Monasterio è, infatti, il centro di riferimento della Regione Toscana per la diagnostica ed il trattamento delle cardiopatie congenite ed un riferimento internazionale in questo campo. Accoglie donne in attesa di un bambino affetto da cardiopatia congenita da tutt’Italia e dall’estero.
Monasterio ha disegnato un percorso nascita dedicato che consente la presa in carico della mamma e del suo bambino – fin dal momento della diagnosi – da parte di un team multi-disciplinare costituito da ginecologi, cardiologi, cardiochirurghi, anestesisti, neonatologi e psicologi. La mamma può partorire direttamente nell’Area Nascita dell’Ospedale del Cuore in modo da consentire il trattamento, chirurgico o interventistico del bambino, già nelle prime ore dopo il parto. E’ proprio l’Area Nascita ad aver accolto il piccolo Cesare che ieri Valledoria ha festeggiato: musica dal vivo dal mattino alla sera, un pomeriggio interamente dedicato ai bimbi con giochi e attività, del buon cibo in riva al mare e una raccolta fondi per sostenere Monasterio e i suoi progetti di cura, ricerca e accoglienza.
Una giornata di festa ricca di emozioni, nel segno della solidarietà.
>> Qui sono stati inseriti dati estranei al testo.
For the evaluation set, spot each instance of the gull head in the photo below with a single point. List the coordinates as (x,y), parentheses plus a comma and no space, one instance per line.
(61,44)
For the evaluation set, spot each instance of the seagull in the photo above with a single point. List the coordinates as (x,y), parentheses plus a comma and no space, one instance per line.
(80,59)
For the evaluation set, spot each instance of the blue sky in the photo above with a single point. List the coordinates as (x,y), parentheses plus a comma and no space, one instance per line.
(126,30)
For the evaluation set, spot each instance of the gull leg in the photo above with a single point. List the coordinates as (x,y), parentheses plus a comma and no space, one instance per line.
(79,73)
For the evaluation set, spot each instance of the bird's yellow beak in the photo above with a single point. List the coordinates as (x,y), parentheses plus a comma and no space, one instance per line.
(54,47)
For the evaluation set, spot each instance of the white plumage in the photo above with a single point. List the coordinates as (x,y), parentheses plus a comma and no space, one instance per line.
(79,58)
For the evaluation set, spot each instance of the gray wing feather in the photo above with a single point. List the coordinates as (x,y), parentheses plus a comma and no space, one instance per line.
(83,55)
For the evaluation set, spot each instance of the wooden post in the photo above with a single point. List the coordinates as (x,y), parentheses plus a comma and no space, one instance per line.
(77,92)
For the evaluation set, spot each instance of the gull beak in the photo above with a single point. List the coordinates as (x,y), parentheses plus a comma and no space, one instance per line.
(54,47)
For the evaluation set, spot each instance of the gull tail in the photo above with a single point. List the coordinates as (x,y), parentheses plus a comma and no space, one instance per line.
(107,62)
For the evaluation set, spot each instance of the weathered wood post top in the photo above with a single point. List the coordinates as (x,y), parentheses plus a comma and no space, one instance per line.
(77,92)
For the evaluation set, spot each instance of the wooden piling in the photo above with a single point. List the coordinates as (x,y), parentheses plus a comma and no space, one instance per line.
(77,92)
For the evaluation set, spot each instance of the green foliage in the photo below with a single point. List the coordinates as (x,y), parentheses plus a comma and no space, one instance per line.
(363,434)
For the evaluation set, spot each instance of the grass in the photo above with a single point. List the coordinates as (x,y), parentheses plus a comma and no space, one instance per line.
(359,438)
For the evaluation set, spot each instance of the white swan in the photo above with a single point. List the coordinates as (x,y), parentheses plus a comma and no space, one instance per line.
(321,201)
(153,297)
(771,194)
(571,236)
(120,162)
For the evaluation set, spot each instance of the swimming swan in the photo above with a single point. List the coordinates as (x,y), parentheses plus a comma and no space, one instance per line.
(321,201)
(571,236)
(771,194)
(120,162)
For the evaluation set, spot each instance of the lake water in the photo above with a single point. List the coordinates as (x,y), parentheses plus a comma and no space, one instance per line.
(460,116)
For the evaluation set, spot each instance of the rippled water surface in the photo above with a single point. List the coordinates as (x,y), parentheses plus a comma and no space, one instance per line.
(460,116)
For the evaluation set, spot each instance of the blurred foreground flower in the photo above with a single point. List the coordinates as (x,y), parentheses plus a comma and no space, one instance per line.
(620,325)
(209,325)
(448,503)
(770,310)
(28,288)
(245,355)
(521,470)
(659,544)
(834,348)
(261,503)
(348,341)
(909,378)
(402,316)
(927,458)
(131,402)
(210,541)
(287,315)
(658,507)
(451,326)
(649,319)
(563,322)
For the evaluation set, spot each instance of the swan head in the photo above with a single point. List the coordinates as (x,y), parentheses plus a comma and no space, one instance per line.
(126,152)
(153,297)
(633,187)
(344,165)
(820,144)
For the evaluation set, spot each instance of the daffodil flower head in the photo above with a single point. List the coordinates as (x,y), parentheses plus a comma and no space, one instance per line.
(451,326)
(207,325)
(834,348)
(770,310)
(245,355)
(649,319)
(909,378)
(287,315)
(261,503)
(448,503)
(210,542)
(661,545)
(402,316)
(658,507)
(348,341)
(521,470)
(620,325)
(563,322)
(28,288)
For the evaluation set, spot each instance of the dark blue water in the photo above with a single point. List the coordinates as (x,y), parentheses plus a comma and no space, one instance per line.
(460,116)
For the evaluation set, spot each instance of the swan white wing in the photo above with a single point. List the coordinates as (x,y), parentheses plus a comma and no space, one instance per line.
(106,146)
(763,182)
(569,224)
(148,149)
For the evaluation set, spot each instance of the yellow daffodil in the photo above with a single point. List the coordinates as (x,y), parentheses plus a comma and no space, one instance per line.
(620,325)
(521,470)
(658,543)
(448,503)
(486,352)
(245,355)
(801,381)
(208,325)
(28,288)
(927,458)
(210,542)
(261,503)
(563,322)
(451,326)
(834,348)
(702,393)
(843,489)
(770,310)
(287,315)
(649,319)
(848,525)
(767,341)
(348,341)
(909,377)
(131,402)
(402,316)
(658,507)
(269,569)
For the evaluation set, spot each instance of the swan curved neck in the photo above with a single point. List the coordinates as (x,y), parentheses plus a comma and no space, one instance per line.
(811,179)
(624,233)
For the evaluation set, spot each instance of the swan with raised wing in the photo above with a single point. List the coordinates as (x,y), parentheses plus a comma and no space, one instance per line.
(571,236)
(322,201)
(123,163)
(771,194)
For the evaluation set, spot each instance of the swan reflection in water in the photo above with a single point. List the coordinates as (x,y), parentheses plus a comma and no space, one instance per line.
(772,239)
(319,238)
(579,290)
“Io devo molto all’Ospedale del Cuore – spiega Monica, la nonna di Cesare – e ho deciso di diventarne sostenitrice per restituire una piccola parte di ciò che ho ricevuto. Oltre che ringraziare, il mio desiderio è divulgare e far sapere che abbiamo una simile eccellenza italiana non solo clinica, ma umana. A Monasterio ho trovato cuori enormi che ci hanno accolti e sostenuti in ogni momento del percorso di Giulia e Cesare. Quello che ho ricevuto io è un dono immenso: la salute di mio nipote, la possibilità di guardarlo crescere serenamente”
“Il Pregnancy Heart Team – spiega la dottoressa Sabrina Costa – prende in carico la gravidanza ad Alto Rischio e Alto Rischio avanzato, all’interno di un percorso di cura centrato sull’intero nucleo familiare. La storia di Giulia e Andrea e del piccolo Cesare si inserisce all’interno di questa attività. Un cammino difficile: dalla diagnosi di una anomalia cardiaca ad un intervento cardiochirurgico e ad una degenza ospedaliera. Ma, alla fine del percorso, tanti sorrisi e Cesare, il più forte di tutti, atteso, curato, amato e felice. La sensibilità e l’attenzione rivolta da Giulia, Andrea, Monica e tutta la famiglia nei confronti di Monasterio non possono che ricompensare e rendere fieri medici, infermieri, psicologi, ostetriche, operatori socio sanitari, volontari; un forte lavoro di squadra attento alle esigenze e ai fabbisogni di ogni paziente. Grazie per l’impegno e la visibilità che avete deciso di donare al nostro Ospedale.”
“Ho avuto modo di conoscere Monica – racconta Luciano Ciucci, Direttore Generale di Monasterio – e mi ha colpito la passione e l’entusiasmo con cui ha deciso di sostenerci, non solo creando iniziative per aiutarci a portare avanti i nostri progetti, ma anche nella volontà di far conoscere quello che è un percorso altamente specialistico che va dalla diagnosi fetale fino alla nascita ed ad eventuali interventi immediati sul neonato cardiopatico. Dire grazie a Monica Polotti è poco per quanto fa e per come lo fa. Il riscontro di persone come Monica è veramente di grande stimolo per tutti noi e ci conferma che siamo nella direzione giusta: buona cura e apprezzamento da parte di coloro che a noi si rivolgono”.